Today’s example taken from the headlines concerns a private property owner in Wyoming who wanted to build a “stock pond” on his own land. States have administered water rights and protected the rights of downstream citizens for centuries in this country. Water is and has always been a key to our prosperity and disputes over access to it are common. The Wyoming property owner is just an average guy who works as a welder to earn a living for his family of five. He was aware of the need to obtain a valid permit for his stock pond before building it and he worked with his state and was granted the permit. So far so good, Andy Johnson built his pond and stocked it with brook and brown trout. The problems for Johnson started when the federal government in the form of the EPA asserted that he had violated the “clean water act” by building a dam on a stream without a permit from the Army Corps of Engineers. It is important to note here that stock ponds are exempt from the “clean water act”. The EPA gave Johnson 30 days to hire a consultant to plan the restoration of the site and 60 days to have the work completed or face $75,000 / day fines. I do not wish to get into a discussion about the merits of the stock pond Johnson built to attract wildlife to his property, personally I think it is wonderful but my opinion on the subject and that of the federal government do not count. States administer water rights and have been doing so for far longer than the EPA has existed.

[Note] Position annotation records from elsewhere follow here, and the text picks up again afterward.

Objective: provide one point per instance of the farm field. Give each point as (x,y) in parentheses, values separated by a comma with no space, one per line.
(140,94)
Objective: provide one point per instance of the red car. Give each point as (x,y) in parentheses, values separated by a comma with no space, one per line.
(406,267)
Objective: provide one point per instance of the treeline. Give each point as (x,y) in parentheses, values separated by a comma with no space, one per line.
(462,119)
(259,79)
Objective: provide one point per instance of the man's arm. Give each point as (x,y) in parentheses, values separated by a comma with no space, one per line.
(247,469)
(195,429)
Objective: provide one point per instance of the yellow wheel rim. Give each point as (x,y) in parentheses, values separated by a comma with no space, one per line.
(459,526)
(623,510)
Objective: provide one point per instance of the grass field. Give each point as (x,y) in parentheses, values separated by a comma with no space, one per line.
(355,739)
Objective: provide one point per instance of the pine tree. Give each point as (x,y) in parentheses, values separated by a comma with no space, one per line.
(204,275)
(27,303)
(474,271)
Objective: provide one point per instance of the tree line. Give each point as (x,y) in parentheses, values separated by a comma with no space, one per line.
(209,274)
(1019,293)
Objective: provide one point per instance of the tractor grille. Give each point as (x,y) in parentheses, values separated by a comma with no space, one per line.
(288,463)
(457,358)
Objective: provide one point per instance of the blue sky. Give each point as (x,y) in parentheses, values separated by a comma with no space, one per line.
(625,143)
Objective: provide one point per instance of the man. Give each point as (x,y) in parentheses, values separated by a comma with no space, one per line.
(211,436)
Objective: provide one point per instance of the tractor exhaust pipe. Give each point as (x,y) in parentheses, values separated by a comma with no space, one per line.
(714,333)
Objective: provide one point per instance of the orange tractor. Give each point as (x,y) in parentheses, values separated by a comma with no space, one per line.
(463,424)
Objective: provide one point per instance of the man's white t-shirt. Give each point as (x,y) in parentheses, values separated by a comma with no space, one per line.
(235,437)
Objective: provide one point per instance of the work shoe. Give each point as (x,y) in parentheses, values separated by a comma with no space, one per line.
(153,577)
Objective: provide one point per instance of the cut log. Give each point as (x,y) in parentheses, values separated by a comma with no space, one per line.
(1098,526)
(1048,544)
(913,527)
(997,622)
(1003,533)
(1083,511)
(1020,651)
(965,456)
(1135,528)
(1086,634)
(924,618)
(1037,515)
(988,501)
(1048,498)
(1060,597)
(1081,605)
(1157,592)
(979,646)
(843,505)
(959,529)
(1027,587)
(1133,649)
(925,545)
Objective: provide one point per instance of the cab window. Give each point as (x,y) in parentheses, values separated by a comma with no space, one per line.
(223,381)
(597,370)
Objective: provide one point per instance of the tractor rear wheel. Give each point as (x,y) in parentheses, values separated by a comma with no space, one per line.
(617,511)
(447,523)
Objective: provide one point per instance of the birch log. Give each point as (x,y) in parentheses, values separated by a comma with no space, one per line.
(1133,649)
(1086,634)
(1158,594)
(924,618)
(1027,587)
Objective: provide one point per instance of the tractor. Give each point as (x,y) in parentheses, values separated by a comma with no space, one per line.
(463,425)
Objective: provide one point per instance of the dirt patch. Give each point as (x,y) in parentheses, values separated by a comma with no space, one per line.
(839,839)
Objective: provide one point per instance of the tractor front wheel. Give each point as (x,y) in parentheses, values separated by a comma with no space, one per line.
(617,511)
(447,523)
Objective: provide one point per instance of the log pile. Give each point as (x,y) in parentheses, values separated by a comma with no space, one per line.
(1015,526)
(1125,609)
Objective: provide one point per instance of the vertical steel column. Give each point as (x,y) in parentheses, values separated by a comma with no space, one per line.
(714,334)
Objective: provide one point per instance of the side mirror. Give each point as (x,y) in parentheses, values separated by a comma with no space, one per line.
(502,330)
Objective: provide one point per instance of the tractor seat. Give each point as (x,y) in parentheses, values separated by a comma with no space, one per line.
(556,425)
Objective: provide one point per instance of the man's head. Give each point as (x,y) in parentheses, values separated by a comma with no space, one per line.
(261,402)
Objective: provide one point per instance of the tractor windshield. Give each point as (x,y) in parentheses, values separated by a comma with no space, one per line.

On the one hand we see a federal government agency imposing its authority in an extra-constitutional way violating the tenth amendment. On the other hand we have an agency extending the federal law to condemn a project which is specifically exempt from the law. In what may be the single most important and enlightening part of this example of government overreach, we now learn that the EPA has proposed a whole new set of rule changes to how it can administer the “clean water act”. The proposed changes would give the EPA authority over ponds, lakes, wetlands and any stream, natural or manmade, that would have an effect on downstream navigable waters on both public and private property. For the record people, that definition includes every drop of water that falls on your property or runs over or under it. The inclusion of the words “effect on downstream navigable waters” is a key inclusion because all water eventually gets to a navigable body of water downstream. The EPA is making a monumental power grab and Johnsons case is just one of the first skirmishes. Apartment dwellers in the big cities will not likely be bothered by the changes but the farmers who grow their food will.

The federal leviathan grows every day and little by little we become its serfs. I live in a state where the state government is trying to assert that it has the right to meter the water coming out of private wells and charge landowners for the water. The whole stinking concept of the metering of wells is a topic for another post but I will note here that at least it is the state government doing it and we have a chance to fight the tyranny at our state government level. Once the federal government grabs a hold of a citizens private property rights there is virtually no chance for redress of grievances.